Cosa è insomma il Fuelband, un oggetto del desiderio che arriverà in Italia in autunno e che adesso già qualcuno di noi sfoggia con orgoglio? La risposta parte da lontano. In Nike Italia, perché il Fuelband é un prodotto loro, dicono che questo braccialetto nasce da un’esagerazione della natura, perché in effetti Stefan Olander è bello come un dio greco ed è pure un genio, altrimenti non sarebbe diventato Vice President Digital Sport di un’azienda che cha costruito il suo impero su articoli sportivi. Il Nike Fuelband è appunto un braccialetto, un prodotto digitale e sembra proprio di capire il primo della serie.
Lo carichi con i Tuoi dati, altezza e peso, età, che servono per il calcolo delle calorie, poi ti monitora tutto il giorno misurando i Fuel, una moneta corrente nel mondo digitale Nike, e i passi. Quando raggiungi il tuo target comincia a brillare come un gioiello: goal, goal, goal. Ma la sua natura digital la esprime grazie al cavetto con cui si collega al computer chi lo indossa: i dati, scaricati, diventano una tabella di marcia e, volendo, ogni utente puo’rendere i suoi dati disponibili su Facebook e Twitter, per avere complimenti (e rimproveri) dal resto del mondo.

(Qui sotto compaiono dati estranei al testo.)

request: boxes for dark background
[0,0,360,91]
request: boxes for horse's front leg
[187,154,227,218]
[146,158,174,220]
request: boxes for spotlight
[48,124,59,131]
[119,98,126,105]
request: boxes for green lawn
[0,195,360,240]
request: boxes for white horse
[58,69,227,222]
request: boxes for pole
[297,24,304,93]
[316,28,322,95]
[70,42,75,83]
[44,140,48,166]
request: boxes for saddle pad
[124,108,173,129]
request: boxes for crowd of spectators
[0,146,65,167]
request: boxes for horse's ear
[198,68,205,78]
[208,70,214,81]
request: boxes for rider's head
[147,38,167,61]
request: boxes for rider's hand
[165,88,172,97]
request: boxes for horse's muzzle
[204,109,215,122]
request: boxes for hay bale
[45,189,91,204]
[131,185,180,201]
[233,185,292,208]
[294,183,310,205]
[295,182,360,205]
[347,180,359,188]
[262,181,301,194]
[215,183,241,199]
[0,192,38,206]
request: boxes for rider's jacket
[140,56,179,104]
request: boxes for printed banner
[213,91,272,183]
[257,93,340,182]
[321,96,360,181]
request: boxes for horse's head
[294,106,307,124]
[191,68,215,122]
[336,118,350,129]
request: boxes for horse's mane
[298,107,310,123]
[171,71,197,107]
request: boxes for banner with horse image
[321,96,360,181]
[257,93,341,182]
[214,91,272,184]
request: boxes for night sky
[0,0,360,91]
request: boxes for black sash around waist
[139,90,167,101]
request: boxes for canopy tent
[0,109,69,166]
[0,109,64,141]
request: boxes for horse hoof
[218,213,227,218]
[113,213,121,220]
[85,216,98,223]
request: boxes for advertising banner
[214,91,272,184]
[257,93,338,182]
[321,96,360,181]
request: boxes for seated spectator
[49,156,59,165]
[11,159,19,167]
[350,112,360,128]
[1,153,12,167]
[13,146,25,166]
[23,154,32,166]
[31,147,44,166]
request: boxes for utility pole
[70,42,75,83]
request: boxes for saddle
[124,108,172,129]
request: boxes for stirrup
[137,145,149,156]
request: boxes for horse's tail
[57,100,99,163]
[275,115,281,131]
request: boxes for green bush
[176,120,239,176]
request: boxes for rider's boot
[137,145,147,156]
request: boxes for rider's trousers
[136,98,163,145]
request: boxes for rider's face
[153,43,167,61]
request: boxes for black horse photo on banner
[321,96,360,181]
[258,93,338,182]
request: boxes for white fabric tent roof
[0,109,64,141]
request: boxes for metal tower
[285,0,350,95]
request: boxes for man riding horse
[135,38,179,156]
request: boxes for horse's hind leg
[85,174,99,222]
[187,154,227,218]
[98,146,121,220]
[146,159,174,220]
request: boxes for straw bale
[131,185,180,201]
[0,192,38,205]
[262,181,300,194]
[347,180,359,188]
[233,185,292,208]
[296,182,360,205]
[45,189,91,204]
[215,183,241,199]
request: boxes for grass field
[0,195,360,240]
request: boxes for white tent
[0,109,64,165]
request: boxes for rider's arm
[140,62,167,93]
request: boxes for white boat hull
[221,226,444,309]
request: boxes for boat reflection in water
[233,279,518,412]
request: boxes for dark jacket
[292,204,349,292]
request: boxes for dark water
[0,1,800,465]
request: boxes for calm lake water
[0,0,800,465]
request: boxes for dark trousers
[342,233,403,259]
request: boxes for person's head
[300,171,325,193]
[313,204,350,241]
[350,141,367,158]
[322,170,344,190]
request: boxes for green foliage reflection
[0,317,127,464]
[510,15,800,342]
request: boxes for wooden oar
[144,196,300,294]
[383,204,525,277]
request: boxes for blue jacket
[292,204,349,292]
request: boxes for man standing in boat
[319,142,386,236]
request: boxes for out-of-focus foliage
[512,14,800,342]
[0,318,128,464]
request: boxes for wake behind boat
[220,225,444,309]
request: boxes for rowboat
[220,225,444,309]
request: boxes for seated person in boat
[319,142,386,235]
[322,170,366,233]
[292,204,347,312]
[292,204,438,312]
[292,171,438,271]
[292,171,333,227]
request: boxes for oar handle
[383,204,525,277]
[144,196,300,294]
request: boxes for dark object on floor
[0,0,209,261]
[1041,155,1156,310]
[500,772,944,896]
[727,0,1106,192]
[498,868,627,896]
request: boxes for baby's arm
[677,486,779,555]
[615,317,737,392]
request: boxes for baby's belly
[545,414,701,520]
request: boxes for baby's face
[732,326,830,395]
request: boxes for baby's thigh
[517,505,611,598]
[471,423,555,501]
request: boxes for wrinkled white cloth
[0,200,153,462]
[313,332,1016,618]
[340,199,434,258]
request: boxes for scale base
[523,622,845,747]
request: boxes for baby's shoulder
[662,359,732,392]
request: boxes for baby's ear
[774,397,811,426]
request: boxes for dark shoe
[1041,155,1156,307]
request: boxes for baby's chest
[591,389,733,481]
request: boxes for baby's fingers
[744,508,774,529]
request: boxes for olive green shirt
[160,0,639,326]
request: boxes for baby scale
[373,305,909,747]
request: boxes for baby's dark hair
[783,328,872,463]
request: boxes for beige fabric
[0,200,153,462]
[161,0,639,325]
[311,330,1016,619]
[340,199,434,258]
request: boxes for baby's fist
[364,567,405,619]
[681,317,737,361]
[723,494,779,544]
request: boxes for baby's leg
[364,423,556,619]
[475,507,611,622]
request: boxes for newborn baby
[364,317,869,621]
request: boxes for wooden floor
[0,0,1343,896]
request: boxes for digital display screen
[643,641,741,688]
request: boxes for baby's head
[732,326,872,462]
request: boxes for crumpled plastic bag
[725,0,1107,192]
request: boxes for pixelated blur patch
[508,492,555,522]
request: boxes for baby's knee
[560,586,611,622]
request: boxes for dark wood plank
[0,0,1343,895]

“Lo sport digitale – spiega Olander – è lo sport personalizzato. Da soli e con tutto il mondo. Non c’e’niente di piu’bello, nello sport, che lavorare per un risultato e raggiungere quel risultato. Il Fuelband e’gratificante, e non e’noioso come un allenatore. Ti incoraggia quando sei lontano dal traguardo quotidiano”.
Non solo, collegato ad altri device il braccialetto misura i tuoi salti e, con un iPhone ad esempio, diventa una telecamera che misura qualità e quantità dei tuoi passi su un campo da basket. Il collegamento a Facebook o a Twitter vale, ad esempio, per sfidare in una corsa un amico a Montevideo senza andare in Uruguay. È un prodotto originale ma molto Nike, evidentemente, perché avrà collegati a sé tanti prodotti e soprattutto una filosofia.
Così l’azienda nata sul claim “Just do it”, si aggiorna e dice “Just do it, better than ever”, muoviti e fallo meglio che mai. Così a Londra gli atleti Nike sono i testimonial di questa leggerezza che si traduce in prodotti sempre più funzionali e con un impatto sull’ambiente sempre più ridotto. Neymar, lo abbiamo già scritto, è il green est player dei Giochi, il giocatore più verde: divisa realizzata riciclando un po’ di bottiglie di plastica. Fin qui niente di particolarmente nuovo, maglie del genere erano già state realizzate per i Mondiali di calcio, qui a Londra l’aggiornamento recita che la divisa di LeBron James, lo sportivo più popolare secondo i conti dell’Olympic Athletes Hub del Cio, nasce da 22 bottiglie.
La novità è la scarpa, made in Italy, a Montebelluna per la precisione: realizzata con olio di ricino e materiali riciclati piu’una fibra che si chiama Penax Rebu a sua volta ricavata per il 97% da semi di ricino. Ho finito: il fuelband dice che sono a quota 3065. Scrivere di innovazioni non è una gran fatica.